Monday, March 5, 2012

In Regards to the Previous Post

You must know this. In my heart I will always desire a husband. I will always want to be some man's wife. To love and support a great man of God who's heart burns for ministry would bring me such joy. I want nothing more than to glorify God by being one in marriage. However, because of past experience, fear of more pain and broken hearts, and because I have peace of mind even in knowing that I may never have the privilege of being a wife and mother, I find myself prone to say things that I said in my previous blog post. I know I will survive without a husband if I have to. In fact, I will thrive. God has huge things for me in this life on earth. He has made me more passionate than any one human being should be able to be. Husband or no husband, I will be joyful and serve the Lord.
 You say you remember when you first met me. "You were so different than who I know you to be now", you say. You recall me being a lot "tougher" than how I am now. I seemed to be harder, more bitter, not romantic, and, well, just "tough". I remember it too, to be honest. I was tough. Actually, I was pretending to be tough. Truth be told, I was very broken and very bitter.
 How could you expect me to have been otherwise? Do you not know what I had gone through? Maybe not. I was pretending to not care, pretending to be strong and tough because I had to. It was a survival tactic. I had to act as though I couldn't care less about love, relationships, marriage, and all other sweet and lovely things in life because I could not believe in them or trust them. To protect myself from getting my heart ripped out of my chest and shredded into pieces again, I told myself that love was not real; at least not the love that humans were capable (or in my mind, incapable) of. I told myself that I would never marry. I told myself that my chances with love and happiness with a man were over. Even if someone else came along and tried to persuade me to be with them, I was going to say no. Why? This is why.

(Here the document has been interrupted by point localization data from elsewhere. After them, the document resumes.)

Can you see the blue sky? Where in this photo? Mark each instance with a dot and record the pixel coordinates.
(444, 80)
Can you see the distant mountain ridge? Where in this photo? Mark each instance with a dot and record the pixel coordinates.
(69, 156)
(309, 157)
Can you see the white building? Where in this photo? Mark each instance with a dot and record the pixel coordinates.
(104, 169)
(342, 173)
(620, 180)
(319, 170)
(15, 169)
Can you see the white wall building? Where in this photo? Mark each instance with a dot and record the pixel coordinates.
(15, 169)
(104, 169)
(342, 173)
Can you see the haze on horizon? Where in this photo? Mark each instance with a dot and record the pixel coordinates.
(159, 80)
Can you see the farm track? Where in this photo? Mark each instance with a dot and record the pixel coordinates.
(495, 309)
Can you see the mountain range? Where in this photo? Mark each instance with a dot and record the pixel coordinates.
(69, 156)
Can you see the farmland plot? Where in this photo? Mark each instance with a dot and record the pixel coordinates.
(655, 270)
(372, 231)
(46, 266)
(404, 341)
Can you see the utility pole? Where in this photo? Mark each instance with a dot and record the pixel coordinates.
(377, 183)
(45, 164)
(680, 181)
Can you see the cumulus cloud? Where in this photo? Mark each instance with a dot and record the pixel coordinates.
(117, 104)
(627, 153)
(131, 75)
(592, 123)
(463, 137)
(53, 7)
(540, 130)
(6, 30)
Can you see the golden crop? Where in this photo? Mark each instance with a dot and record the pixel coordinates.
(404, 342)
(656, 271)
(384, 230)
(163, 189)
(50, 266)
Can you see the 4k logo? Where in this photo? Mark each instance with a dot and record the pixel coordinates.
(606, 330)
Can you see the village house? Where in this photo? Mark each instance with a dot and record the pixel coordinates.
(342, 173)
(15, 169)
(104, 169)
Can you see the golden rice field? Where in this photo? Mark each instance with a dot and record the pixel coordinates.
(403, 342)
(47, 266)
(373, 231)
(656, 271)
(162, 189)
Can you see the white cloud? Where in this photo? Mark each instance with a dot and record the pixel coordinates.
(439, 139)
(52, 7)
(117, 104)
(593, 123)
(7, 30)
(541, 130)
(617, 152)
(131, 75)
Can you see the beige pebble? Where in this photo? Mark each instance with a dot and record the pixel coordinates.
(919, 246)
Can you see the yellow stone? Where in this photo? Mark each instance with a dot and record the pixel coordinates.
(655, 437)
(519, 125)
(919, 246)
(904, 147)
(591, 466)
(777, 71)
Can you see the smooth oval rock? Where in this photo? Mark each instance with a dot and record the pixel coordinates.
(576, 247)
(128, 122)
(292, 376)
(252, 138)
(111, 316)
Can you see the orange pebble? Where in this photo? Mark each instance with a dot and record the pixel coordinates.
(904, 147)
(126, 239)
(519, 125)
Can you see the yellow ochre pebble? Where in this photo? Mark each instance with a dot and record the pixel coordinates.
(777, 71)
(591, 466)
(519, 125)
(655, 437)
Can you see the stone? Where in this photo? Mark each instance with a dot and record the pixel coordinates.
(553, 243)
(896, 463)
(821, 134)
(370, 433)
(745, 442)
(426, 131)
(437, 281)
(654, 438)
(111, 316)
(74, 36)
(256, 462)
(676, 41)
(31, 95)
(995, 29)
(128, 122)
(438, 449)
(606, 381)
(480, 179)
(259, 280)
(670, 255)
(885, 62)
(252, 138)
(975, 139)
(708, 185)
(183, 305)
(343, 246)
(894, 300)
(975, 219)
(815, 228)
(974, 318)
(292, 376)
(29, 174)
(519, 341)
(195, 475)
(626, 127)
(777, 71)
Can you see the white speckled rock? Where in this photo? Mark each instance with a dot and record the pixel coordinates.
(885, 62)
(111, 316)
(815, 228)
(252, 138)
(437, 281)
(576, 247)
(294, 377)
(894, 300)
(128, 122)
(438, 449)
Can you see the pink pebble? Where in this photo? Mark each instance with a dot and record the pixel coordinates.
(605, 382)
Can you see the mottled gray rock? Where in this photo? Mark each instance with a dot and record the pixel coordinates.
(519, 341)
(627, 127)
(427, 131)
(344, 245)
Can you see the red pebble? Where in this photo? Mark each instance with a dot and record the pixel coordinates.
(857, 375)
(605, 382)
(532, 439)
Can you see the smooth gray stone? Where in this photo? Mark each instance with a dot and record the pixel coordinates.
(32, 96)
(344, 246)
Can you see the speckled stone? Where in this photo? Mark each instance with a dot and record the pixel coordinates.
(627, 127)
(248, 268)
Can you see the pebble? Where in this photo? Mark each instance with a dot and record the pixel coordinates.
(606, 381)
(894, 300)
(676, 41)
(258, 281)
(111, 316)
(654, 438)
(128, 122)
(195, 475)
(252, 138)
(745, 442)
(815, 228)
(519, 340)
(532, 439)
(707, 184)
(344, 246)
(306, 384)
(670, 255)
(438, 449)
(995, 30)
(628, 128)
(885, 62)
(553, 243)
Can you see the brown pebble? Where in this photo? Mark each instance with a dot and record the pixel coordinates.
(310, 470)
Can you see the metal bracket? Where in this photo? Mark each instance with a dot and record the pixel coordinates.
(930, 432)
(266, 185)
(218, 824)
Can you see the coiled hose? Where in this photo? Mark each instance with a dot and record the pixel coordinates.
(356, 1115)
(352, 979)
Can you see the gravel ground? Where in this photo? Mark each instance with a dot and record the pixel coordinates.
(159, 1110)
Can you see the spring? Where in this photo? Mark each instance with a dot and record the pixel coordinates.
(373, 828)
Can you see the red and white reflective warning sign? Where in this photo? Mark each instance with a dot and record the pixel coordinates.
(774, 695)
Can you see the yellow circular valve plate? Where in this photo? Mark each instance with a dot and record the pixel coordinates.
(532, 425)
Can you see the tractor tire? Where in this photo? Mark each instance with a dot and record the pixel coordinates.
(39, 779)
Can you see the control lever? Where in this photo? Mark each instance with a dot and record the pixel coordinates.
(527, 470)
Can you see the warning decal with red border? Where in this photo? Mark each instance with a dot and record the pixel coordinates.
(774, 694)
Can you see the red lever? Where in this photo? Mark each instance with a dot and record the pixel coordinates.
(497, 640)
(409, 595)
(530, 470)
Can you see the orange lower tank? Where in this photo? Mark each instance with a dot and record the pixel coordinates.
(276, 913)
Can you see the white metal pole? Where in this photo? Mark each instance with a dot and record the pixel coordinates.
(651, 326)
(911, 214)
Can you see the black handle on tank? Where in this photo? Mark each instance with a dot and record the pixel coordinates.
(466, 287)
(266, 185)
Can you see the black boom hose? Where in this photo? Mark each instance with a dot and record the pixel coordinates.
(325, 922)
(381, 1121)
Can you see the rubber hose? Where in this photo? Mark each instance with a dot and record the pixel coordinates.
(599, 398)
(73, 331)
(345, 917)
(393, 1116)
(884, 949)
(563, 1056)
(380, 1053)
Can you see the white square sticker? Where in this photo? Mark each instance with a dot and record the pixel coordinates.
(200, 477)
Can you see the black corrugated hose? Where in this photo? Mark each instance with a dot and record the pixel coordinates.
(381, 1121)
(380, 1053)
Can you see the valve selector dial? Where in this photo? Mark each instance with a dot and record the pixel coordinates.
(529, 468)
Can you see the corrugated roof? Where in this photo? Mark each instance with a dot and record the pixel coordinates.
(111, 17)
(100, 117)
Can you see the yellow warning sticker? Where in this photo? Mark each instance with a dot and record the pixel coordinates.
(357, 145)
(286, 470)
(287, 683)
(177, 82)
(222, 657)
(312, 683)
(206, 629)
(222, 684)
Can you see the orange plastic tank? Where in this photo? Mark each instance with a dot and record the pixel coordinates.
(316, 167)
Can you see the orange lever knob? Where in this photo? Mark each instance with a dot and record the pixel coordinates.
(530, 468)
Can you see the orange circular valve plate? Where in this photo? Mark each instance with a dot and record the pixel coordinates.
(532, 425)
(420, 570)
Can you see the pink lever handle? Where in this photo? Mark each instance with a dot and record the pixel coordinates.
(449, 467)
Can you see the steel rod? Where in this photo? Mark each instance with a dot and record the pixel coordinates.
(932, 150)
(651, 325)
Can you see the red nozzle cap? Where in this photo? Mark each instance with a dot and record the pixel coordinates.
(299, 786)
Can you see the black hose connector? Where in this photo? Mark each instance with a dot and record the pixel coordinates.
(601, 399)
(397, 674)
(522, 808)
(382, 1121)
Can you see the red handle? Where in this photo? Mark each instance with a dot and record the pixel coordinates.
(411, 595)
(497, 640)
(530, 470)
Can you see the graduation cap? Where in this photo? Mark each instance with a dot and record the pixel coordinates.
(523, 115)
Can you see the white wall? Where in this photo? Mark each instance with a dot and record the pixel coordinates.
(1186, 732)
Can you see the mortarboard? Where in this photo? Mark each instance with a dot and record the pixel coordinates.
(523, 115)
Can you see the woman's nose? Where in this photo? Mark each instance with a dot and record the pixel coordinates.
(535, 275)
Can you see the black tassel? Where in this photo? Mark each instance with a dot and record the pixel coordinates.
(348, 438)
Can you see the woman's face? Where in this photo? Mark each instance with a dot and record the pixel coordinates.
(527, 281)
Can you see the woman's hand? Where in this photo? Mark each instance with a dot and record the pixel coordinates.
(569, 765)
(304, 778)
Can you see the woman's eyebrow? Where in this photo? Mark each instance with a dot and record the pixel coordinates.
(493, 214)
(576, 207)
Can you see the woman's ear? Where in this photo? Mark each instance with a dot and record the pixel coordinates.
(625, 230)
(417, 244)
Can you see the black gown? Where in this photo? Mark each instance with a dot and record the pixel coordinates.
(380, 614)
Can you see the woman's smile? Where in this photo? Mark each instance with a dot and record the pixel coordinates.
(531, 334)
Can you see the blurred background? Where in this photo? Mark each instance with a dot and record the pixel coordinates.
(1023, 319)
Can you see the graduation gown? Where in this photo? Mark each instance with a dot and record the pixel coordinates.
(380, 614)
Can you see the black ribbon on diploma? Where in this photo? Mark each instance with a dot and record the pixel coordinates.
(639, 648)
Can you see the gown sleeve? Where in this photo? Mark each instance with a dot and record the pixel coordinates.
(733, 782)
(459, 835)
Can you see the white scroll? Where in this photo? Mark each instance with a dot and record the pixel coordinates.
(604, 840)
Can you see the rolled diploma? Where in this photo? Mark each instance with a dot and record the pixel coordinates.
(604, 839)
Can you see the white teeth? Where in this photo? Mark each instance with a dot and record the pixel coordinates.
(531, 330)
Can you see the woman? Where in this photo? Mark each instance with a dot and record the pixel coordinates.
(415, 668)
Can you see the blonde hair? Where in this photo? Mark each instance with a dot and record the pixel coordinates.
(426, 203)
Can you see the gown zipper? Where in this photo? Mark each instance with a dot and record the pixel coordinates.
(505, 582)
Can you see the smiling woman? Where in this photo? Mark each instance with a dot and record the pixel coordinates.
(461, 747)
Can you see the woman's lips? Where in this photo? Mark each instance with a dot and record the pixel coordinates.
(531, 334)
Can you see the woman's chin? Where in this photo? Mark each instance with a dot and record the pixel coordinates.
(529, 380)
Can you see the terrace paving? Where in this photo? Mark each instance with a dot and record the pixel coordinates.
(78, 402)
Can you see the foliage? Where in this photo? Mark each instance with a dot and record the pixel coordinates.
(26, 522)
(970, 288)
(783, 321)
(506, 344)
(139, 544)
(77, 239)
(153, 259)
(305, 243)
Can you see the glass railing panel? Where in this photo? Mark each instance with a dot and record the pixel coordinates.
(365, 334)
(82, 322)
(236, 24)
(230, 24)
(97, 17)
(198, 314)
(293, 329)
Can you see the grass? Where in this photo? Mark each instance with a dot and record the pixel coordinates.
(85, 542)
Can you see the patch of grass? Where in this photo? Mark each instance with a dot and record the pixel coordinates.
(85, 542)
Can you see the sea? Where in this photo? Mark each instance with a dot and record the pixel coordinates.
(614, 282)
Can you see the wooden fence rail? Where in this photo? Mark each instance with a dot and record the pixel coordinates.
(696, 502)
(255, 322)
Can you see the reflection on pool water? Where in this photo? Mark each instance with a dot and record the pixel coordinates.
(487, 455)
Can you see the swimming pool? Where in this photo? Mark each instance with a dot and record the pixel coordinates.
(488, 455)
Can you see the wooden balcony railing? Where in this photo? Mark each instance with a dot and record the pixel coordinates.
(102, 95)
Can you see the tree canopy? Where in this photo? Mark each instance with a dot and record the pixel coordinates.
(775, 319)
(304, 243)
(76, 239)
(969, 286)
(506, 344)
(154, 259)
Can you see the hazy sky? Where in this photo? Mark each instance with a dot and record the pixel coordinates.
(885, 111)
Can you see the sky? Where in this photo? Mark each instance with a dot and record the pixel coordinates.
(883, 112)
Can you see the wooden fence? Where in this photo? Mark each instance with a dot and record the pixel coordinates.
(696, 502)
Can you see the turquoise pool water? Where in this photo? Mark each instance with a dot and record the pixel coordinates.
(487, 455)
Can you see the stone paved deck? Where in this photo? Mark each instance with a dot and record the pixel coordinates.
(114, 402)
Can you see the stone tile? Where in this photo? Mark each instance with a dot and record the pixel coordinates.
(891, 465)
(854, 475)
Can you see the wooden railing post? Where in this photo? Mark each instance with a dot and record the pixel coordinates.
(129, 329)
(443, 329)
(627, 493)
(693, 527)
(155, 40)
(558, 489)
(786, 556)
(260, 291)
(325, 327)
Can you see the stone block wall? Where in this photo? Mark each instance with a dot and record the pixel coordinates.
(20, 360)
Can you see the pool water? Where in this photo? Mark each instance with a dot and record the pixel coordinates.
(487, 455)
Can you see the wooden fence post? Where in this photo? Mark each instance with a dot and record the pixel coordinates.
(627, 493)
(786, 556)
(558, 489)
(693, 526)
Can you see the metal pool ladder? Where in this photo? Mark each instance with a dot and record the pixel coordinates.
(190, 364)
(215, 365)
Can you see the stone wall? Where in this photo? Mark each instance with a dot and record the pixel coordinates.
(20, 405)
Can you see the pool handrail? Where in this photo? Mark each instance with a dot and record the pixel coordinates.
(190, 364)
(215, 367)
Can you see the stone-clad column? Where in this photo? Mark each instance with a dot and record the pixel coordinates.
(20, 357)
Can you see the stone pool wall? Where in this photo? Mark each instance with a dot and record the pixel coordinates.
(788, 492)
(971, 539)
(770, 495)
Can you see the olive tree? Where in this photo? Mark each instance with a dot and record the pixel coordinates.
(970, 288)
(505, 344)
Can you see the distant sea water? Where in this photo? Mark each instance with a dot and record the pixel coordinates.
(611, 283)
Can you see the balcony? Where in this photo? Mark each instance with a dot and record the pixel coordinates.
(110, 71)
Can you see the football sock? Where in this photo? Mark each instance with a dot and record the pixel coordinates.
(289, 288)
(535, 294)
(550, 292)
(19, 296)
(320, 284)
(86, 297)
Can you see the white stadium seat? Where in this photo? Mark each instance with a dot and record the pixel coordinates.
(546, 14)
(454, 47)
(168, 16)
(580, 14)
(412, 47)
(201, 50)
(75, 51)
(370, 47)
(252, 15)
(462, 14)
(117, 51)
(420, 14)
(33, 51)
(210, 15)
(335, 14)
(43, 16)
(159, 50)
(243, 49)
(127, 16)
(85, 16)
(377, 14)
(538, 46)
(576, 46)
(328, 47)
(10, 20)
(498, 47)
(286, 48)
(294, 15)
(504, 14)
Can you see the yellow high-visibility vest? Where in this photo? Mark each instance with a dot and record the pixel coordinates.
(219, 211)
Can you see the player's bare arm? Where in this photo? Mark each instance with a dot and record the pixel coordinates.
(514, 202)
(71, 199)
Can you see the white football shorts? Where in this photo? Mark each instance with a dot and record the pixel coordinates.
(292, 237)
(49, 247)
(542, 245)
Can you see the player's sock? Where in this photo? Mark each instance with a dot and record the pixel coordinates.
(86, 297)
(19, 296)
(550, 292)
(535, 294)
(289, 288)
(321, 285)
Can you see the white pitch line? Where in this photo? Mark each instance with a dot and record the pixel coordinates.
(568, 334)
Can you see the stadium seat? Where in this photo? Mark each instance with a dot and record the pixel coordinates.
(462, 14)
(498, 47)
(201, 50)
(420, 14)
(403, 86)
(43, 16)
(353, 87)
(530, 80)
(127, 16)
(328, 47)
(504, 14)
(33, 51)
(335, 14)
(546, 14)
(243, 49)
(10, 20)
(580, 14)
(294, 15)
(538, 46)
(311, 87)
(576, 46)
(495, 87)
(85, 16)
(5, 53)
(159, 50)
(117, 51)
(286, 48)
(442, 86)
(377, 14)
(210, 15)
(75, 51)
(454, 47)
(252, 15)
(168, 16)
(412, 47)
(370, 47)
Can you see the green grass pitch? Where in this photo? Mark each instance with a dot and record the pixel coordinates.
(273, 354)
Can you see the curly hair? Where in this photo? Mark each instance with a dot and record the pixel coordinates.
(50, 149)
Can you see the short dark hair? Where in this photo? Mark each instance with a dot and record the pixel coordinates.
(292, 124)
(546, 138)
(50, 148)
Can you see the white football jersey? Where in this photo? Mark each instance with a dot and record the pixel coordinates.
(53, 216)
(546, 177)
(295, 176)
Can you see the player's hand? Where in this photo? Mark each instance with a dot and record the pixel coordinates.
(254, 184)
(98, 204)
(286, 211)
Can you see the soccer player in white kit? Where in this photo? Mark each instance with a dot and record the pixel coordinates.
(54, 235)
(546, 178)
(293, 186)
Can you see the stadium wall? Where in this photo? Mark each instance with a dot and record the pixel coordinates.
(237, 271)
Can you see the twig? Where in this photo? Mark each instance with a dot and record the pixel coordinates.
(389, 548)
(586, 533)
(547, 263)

 Because people fall out of love, that is why. And if people fall out of love, how could I ever trust someone enough to date them, much less commit my life to someone and marry them. Whenever I had experienced romantic love with a boy or a man, it never lasted. They loved me one day, but for some reason, the next day they did not. Was something wrong with me? Why did it never work? Even in the marriages that I witnessed around me, I was not impressed with human kind's ability to commit to each other and love each other well. I was heart broken for the last time, I swore to myself. "No more of this love stuff!" I thought. Please, no more hurt, no more tears, no more sleepless nights, cramping stomachs, and empty trust. I couldn't do it anymore! Clearly romantic love was just, ephemeral. Short lived. It never lasted, and maybe, it was never even real. It was never even there. This is why I was "tough". Because I HAD to be. I could not allow myself to believe in it. If I did, and I eventually trusted another man with my heart, was vulnerable with him, and if he became my best friend and also the love of my life, then it would very dangerous. There is so much risk in it. I couldn't do it. What if, again, the love did not last? What if I lost him?

Well, believe it or not, someone convinced me to believe otherwise. He somehow got me to give it a try. I was pursued, persuaded once, and then after I backed out, was persuaded a second time to date him. Can you believe it? I gave love another try! I gave human kind a third chance to prove me otherwise; to prove to me that my bitterness and fear towards love was wrong. Maybe a man could love me well and continue to love me, and stay with me. Maybe it would last!

I can't help but have this slight feeling of, well, irony in this situation as I sit here writing these things, and as I remember my bitterness and how I overcame it. I suppose maybe ironic isn't the right word. Maybe the right word is just, sad. I suppose I find it sad, that as I sit here and recall who I used to be more than one year ago, who I have been within the last year, and then how I am feeling now. I bet that sentence didn't really make sense to you. Here is what has happened: 1. broken-hearted and very bitter towards love 2. convinced it might be real after all, and then fell desperately in love completely and totally 3. and now broken-hearted once again, and feeling a certain bitterness and lack of faith in romance return.

I'm fighting earnestly against bitterness. I don't want to be bitter. I realize that love, romance, relationships, and marriages sometimes work out for some people, and I am so glad for that. Also, note that I am speaking prematurely perhaps, as I do not actually know the ending of this love story that I am still sort of a part of, but I cannot help having this intense fear that it is done... over, for good. And if it is, oh the bitterness. However, if this is indeed the ending of yet another epic love tale of Catherine Marchand, I know that this will end much differently than any of the previous tales. Why? Just because of the Lord, and how He is healing my heart and taking care of me. He gives me more hope than any man could. I can always trust in Him, fortunately. So, I think the bitterness won't be as much of problem this time. I will be sad. I will be sad for a very long time if this is the ending, and I may not choose this time ("this time" being hypothetical for now) to say yes or to be convinced by another man. Unless the Lord really wants me to marry some other guy, and unless He makes it very evident to me, then I think this was/is my last go. I know, I know. I sounds just like the "tough" Catherine that I used to pretend to be. But, is it okay if I mean it this time? It's going to be too hard to put my heart into another man's hands. Dating and relationships have caused me so much pain. I'm just not sure I want another try. Would I be giving up a huge, huge dream that I have had since I was a little girl? Yes. But maybe that's okay. I love children, and I love babies. I would love to have my own, but I don't need my own. I can love on any baby or kid out there. There are lots of children around this world that need to be loved and nourished. Men can take care of themselves, I suppose.